Now, take the size for the merged sphere involving X and its best, and enter X into a heap data structure based on that value. A heap is a simple O(NlogN) structure, a "priority queue" implementation, which makes it easy to find the smallest item from a set, without fully sorting the set. We also store in the sphere itself the index it's currently located at in the heap, and the heap operations update and fixup this index, so that we can delete an object from the middle of the heap.
That pretty much completes the "messiest data structure I've ever implemented" part of it, but I'll finish out the algorithm for clarity.
Pick the sphere off the top of the heap, call it X. We've stored on X the Y we want X to merge with. Remove Y from the heap. Remove X and Y from the k-d tree. (Merge nodes to preserve the at-least-2-per-leaf property, although it's not necessary for correctness, only performance.) Remove X from the "all spheres who share my Y list". Remove Y ffrom its version of that list. (X is on Y's list since Y is X's best; Y's best may have been someone else.) Create the bounding sphere of X & Y, call that Z. Insert Z into the k-d tree. Find Z's best match by the normal algorithm, put Z in the heap and on its best-match's best-matchee list. Iterate through both X&Y's best-matchee list; for each such sphere S found, remove S from the heap, find S's best match using Z as the initial guess for best match, put S on the heap, update the best-matchee list.
Repeat until only one node is left in the tree.
To convert a binary sphere tree to a quad sphere tree, recurse up from the bottom. If you are a leaf, go up. If you are not a leaf, process both children. Invariant: both children are now leaves, although they might have only one sphere. If the total # of spheres in the children is < 4, then turn self into a leaf with those nodes. If total # is 4, then create a bounding sphere for all the spheres, and replace self with a leaf containing only that bounding sphere. If total # is 5, bound 4 of the spheres, creating a leaf with 2 spheres, 1 bounding and 1 leftover.

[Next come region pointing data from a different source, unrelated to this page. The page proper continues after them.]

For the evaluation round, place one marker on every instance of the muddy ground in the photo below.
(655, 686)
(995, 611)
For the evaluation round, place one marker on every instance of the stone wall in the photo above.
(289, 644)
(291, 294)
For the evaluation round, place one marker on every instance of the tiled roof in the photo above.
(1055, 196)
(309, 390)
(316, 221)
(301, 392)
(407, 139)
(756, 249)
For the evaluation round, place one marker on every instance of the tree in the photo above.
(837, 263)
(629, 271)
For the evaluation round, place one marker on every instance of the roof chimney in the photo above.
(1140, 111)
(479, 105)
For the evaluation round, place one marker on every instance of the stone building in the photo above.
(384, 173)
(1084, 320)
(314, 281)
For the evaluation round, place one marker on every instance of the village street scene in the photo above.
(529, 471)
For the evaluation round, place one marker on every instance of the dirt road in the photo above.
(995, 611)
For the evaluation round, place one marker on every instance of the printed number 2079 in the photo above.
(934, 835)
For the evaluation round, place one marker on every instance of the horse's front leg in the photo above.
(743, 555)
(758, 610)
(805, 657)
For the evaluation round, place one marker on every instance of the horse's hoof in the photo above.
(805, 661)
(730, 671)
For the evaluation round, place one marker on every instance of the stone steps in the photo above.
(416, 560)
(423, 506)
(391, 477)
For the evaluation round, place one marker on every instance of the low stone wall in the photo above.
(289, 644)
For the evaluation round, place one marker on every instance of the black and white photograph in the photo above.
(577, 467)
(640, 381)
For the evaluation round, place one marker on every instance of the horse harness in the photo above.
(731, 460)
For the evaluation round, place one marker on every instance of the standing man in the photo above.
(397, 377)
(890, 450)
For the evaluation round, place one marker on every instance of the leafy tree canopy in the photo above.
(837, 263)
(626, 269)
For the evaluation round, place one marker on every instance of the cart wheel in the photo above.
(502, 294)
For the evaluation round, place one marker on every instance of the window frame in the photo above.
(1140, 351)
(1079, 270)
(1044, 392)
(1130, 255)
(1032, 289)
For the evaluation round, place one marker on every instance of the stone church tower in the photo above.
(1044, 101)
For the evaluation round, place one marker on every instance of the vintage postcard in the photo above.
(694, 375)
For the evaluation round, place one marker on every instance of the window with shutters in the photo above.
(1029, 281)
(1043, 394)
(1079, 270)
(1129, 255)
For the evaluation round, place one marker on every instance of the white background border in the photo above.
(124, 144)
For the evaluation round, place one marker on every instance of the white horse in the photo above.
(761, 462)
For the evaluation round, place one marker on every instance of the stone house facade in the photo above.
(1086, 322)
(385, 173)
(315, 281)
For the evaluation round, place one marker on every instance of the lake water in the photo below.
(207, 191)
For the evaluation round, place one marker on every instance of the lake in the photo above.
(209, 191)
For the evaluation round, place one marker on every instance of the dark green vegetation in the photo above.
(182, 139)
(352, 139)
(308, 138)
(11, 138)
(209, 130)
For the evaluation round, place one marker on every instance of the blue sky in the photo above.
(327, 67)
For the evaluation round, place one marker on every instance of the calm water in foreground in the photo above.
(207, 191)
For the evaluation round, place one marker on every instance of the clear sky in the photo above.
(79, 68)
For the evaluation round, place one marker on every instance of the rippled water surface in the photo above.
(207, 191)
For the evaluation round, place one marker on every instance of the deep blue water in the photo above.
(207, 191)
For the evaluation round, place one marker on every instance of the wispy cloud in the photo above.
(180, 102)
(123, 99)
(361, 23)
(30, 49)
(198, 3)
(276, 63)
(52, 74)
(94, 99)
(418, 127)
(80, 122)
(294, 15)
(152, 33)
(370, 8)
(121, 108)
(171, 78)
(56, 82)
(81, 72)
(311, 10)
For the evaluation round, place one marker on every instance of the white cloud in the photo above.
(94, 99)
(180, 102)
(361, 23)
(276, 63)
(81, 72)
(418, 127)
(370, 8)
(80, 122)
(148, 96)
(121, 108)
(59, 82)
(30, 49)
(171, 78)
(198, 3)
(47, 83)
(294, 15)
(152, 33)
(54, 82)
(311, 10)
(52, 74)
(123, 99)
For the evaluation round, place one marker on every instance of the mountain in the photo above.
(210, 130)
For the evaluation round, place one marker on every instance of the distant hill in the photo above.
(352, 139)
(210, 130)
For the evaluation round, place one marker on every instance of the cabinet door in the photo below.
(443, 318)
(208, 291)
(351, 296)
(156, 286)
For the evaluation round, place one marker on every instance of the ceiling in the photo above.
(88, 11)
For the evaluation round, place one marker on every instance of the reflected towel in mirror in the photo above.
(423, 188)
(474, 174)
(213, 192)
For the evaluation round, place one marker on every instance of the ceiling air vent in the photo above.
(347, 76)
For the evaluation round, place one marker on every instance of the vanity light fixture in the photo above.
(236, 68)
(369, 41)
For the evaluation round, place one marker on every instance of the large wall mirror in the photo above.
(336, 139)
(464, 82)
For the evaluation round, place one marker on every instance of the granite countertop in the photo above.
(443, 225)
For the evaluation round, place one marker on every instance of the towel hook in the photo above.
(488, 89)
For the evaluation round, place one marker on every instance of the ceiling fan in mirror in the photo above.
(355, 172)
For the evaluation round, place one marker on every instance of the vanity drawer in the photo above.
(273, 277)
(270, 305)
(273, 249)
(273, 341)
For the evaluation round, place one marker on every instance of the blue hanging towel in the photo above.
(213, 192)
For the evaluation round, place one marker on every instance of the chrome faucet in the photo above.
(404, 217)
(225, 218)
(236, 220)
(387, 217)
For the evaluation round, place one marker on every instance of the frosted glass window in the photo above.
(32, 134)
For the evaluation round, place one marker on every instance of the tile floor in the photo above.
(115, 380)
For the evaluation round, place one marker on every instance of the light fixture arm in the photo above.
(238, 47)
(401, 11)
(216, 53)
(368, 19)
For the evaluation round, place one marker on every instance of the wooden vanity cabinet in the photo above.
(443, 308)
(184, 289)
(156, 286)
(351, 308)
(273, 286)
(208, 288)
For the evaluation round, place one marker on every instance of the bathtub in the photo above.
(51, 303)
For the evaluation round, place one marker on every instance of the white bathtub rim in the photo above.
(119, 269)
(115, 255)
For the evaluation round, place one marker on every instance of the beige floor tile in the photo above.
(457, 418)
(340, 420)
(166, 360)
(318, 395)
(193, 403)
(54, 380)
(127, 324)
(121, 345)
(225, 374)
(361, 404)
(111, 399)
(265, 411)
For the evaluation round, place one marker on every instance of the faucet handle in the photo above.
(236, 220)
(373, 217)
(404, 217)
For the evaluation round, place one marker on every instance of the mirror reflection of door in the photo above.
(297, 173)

Similarly for 6 (which produces a leaf with 3 spheres).
So the core sphere data structure has:
- a location and radius
- its current heap index
- its best match, and the score for that match
- a pointer to a list of all spheres that have this one as best match
- a pointer into the middle of its best match's above list, pointing to its own entry
I did not implement a pointer into the k-d tree to accelerate deletions there, although maybe I should, but at least that's theoretically a logN lookup; the heap and the linked list back-pointers are necessary since they'd otherwise be O(N) searches.
Anyway, the whole construction above is pretty scary. Perhaps even scarier is that I threw this whole thing together in a couple of hours, for fun.
This did not turn out ot be fast enough, in fact, but I think it's because I'm not balancing the k-d tree; I need to get a profiler in there and see for sure. Also, I discovered that with SSE, I can probably test an axially-aligned box just as fast as a sphere, which will have much, much more utility as a bounding object. However, I'll still probably use mostly this same code to compute the AABB tree--it'll just use a different metric for how to score a combined object.